Test the smoke alarm by using the test button

Every six months

Open the case and carefully vacuum the inside to remove any dust from around the sensor, or if the unit is sealed then vacuum through the holes.

Once a year

Change the battery. If the low battery warning sounds then replace it sooner.

Fire Extinguishers

The first fire extinguisher on record was patented in 1723 by Ambrose Fleming and basically consisted of a container of fire extinguisher liquid and gunpowder. To put out a fire a series of fuses were lit, exploding the gunpowder and scattering the extinguishing liquid. Believe it or not, the extinguisher actually worked, but can you imagine having such a device in your home today?

Fortunately modern extinguishers are more user friendly, but there are now several types of extinguishers depending on the type of fire it is to be used on. There are four types of fire extinguishers for home use.

Fire can wreck havoc in a house.

Fire can wreck havoc in a house.

  • Water. Good for tackling fires involving wood, paper, and soft furnishings. The water soaks into the materials and cools them while at the same time extinguishing the fire. Care needs to be taken if electricity is involved as water is a great conductor. They are also good where children are in the house as they contain less harmful substances
  • Foam. These work by spreading a film of foam over the fire which starves it of oxygen. They are also safe to use on electrical fires
  • Dry powder (ABC use). These are suitable for fighting class A, B or C fires, that is, ordinary combustibles, flammable liquids or flammable gases. They are cheaper than the foam extinguishers but can leave a lot of damage in their wake, so it might be worth investing in a slightly more expensive foam extinguisher. They can also be dangerous to use in a confined space as inhaling the chemicals can be harmful
  • Carbon dioxide (CO2). These are suitable for extinguishing liquid fires and those involving electrical equipment. Care needs to be taken in ensuring that the fire is out as the CO2 does not cool the fire. They are also not suitable for using on a deep fat fryer as the impact of the jet of CO2 may spread the burning fat around the room.
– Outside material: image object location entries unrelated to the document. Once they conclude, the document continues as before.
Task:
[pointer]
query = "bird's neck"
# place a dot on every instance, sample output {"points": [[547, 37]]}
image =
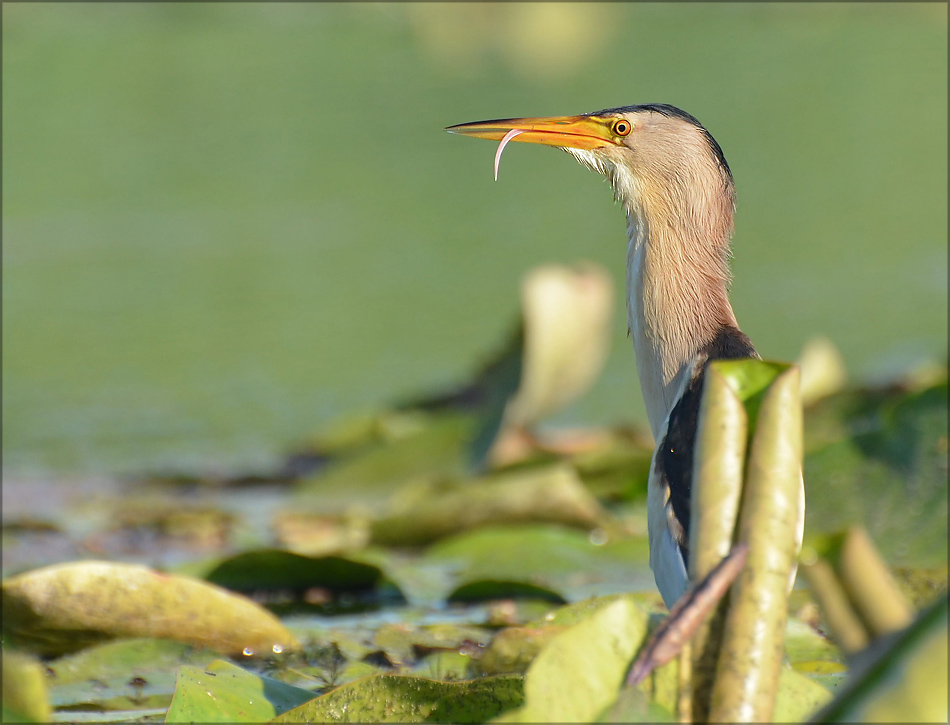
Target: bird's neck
{"points": [[677, 288]]}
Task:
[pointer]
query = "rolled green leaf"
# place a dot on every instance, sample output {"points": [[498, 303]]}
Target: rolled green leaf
{"points": [[750, 658], [846, 626], [870, 586], [719, 460]]}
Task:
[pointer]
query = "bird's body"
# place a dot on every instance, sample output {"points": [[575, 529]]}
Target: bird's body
{"points": [[676, 188]]}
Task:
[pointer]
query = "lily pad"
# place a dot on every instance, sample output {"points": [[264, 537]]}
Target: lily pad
{"points": [[578, 674], [552, 494], [512, 650], [223, 692], [368, 478], [63, 608], [398, 698]]}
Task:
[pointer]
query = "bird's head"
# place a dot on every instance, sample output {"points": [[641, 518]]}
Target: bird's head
{"points": [[650, 152]]}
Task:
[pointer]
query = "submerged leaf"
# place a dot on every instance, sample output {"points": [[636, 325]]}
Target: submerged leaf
{"points": [[397, 698]]}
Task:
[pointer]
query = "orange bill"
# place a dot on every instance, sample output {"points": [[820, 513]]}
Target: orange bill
{"points": [[579, 132]]}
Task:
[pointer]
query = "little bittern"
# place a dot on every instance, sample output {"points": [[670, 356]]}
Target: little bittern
{"points": [[676, 188]]}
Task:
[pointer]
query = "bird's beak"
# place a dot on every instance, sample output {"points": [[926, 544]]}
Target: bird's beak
{"points": [[579, 132]]}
Several home use fire extinguishers are now suitable for a multitude of uses, so it’s a good idea to do your homework before you commit to buy.

Here are a few tips if you find yourself needing to fight a fire in the home.

  • Don’t attempt to fight a fire unless you feel it’s safe to do so. A general rule of thumb is: if the fire is bigger than you then leave it for the fire service
  • Choose where to position your extinguisher carefully so that you can get to it quickly
  • Buy an extinguisher that you can easily carry and use
  • Don’t position an extinguisher near or over a fire, but make sure it is out of reach of the children
  • Read the instruction when you first get the extinguisher as it may be too late when the fire is burning
  • If you have to use a fire extinguisher make sure you have an escape route at all times
Make sure this doesn’t happen to your house.

Make sure this doesn’t happen to your house.

Safe Furniture

All furniture made after 1950 must meet tough regulations for fire resistance. Fillings must not catch fire easily, upholstery has to be cigarette resistant and covers have to be match resistant. When you buy new furniture that has an element of upholstery you will find a label outlining its credentials. If you have been renting a furnished property from before 1997 it is possible that it may contain some item of non fire resistant furniture. It’s only when there is a change of tenant that these will need to be changed, so it would be worth checking the items.
It is now possible to treat these items with a fire retardant spray which is completely safe to use, and it’s also suitable for almost any other material in the home.

Means of escape

It is always a good idea to make sure that you have a means of escape from your home should there be a fire. Discuss with other members of your household what course of action you should all take if a fire is discovered, and make the safety of everyone of paramount importance. Thinking ahead rather than waiting until disaster happens could be the difference that it makes in saving your life.